3. Weighted multipath
    $ ip nexthop add id 1002 group 1,10/2,20
      --> creates a nexthop group with 2 component nexthops:
          id 1 with a weight of 10 and id 2 with a weight of 20

    $ ip route add 10.1.3.0/24 nhid 1002

    $  ip next ls
    id 1 via 10.99.1.2 src 10.99.1.1 dev veth1 scope link
    id 2 via 10.99.3.2 src 10.99.3.1 dev veth3 scope link
    id 1001 group 1/2
    id 1002 group 1,10/2,20

    $ ip ro ls
    10.1.1.0/24 nhid 1 scope link
    10.1.2.0/24 nhid 1001 scope link
    10.1.3.0/24 nhid 1002 scope link
    ...

Acknowledgements
- test writers - especially Stefano Brivio.

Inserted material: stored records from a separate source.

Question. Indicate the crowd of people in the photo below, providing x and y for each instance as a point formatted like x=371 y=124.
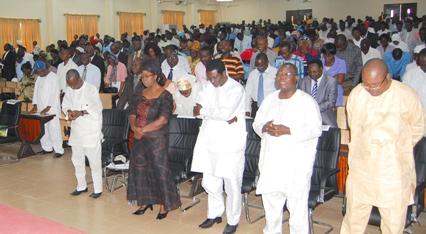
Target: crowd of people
x=289 y=78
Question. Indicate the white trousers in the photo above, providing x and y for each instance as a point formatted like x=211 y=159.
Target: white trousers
x=52 y=138
x=78 y=159
x=297 y=207
x=215 y=205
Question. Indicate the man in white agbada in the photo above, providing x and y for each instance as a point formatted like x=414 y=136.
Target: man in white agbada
x=46 y=101
x=186 y=97
x=82 y=106
x=64 y=67
x=219 y=151
x=289 y=123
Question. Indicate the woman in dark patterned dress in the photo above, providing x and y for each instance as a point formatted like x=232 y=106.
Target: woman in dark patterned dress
x=150 y=180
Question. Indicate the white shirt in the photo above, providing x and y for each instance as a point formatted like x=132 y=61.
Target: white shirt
x=93 y=74
x=372 y=53
x=252 y=85
x=219 y=150
x=87 y=129
x=185 y=105
x=180 y=69
x=288 y=157
x=62 y=73
x=46 y=93
x=416 y=79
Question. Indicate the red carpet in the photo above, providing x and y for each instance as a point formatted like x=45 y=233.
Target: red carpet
x=14 y=221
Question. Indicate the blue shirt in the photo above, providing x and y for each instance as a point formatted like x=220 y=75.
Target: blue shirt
x=397 y=67
x=296 y=60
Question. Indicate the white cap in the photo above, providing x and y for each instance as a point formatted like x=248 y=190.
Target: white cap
x=419 y=48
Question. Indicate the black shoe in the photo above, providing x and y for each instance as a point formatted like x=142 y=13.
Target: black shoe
x=58 y=155
x=162 y=215
x=95 y=195
x=209 y=222
x=141 y=211
x=76 y=192
x=230 y=229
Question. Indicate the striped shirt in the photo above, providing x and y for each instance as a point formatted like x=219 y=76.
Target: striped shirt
x=296 y=60
x=233 y=66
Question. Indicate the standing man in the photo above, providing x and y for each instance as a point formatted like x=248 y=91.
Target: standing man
x=289 y=123
x=82 y=105
x=65 y=54
x=89 y=72
x=219 y=151
x=386 y=121
x=46 y=101
x=323 y=89
x=260 y=84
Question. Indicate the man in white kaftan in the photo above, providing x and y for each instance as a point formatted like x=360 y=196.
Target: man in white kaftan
x=289 y=123
x=46 y=101
x=219 y=151
x=82 y=105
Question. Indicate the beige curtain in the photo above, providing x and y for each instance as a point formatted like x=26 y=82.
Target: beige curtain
x=81 y=24
x=174 y=17
x=26 y=30
x=207 y=17
x=130 y=23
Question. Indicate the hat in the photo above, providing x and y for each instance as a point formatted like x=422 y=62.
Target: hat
x=185 y=82
x=183 y=85
x=39 y=65
x=418 y=48
x=396 y=37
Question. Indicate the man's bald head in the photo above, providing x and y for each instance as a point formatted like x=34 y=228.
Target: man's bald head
x=73 y=79
x=375 y=77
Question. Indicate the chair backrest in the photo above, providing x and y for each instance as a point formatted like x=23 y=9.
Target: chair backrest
x=326 y=157
x=252 y=152
x=9 y=116
x=183 y=134
x=115 y=127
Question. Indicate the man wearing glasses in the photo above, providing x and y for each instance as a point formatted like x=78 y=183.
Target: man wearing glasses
x=289 y=123
x=386 y=121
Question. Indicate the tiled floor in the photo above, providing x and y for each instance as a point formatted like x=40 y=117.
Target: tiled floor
x=41 y=184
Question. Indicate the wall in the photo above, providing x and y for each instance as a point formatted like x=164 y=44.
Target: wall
x=52 y=27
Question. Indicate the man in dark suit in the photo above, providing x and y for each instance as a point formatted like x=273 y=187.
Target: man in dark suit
x=132 y=86
x=97 y=61
x=323 y=89
x=9 y=62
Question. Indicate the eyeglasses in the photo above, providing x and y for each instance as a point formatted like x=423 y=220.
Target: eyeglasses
x=375 y=88
x=286 y=75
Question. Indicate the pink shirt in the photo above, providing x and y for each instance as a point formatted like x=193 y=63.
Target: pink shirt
x=121 y=73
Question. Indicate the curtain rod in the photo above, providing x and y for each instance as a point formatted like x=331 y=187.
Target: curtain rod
x=205 y=10
x=128 y=12
x=66 y=14
x=39 y=20
x=173 y=11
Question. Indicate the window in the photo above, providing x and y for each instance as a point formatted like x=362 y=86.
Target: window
x=81 y=24
x=400 y=10
x=26 y=30
x=130 y=22
x=207 y=17
x=173 y=18
x=297 y=16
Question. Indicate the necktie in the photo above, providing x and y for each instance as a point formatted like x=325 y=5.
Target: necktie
x=315 y=90
x=83 y=77
x=260 y=95
x=170 y=76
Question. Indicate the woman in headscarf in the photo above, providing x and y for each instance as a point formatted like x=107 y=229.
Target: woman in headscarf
x=116 y=74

The pmtu script has been
invaluable in verifying changes to the exception code (and it exposed a
few other bugs).

- kbuild robot for catching compile errors through the maze of config
options and Dan Carpenter's tools for catching a NULL vs IS_ERR check


v2
- a few changes to the uapi - most notably, the requirement to have a v4
or v6 version of all single nexthops. A group is done as AF_UNSPEC, but
individual nexthops must be AF_INET or AF_INET6. This is forced by the
cached (per cpu) routes and exceptions, and the expectation in too many
places that a fib{6}_nh exists.

- backwards compatibility - route notifications changed to include
nexthop data such that legacy apps are not impacted. This drove much of
the refactoring towards a fib_nh_common but that also enabled the IPv6
gateways with IPv4 routes with trivial additional changes.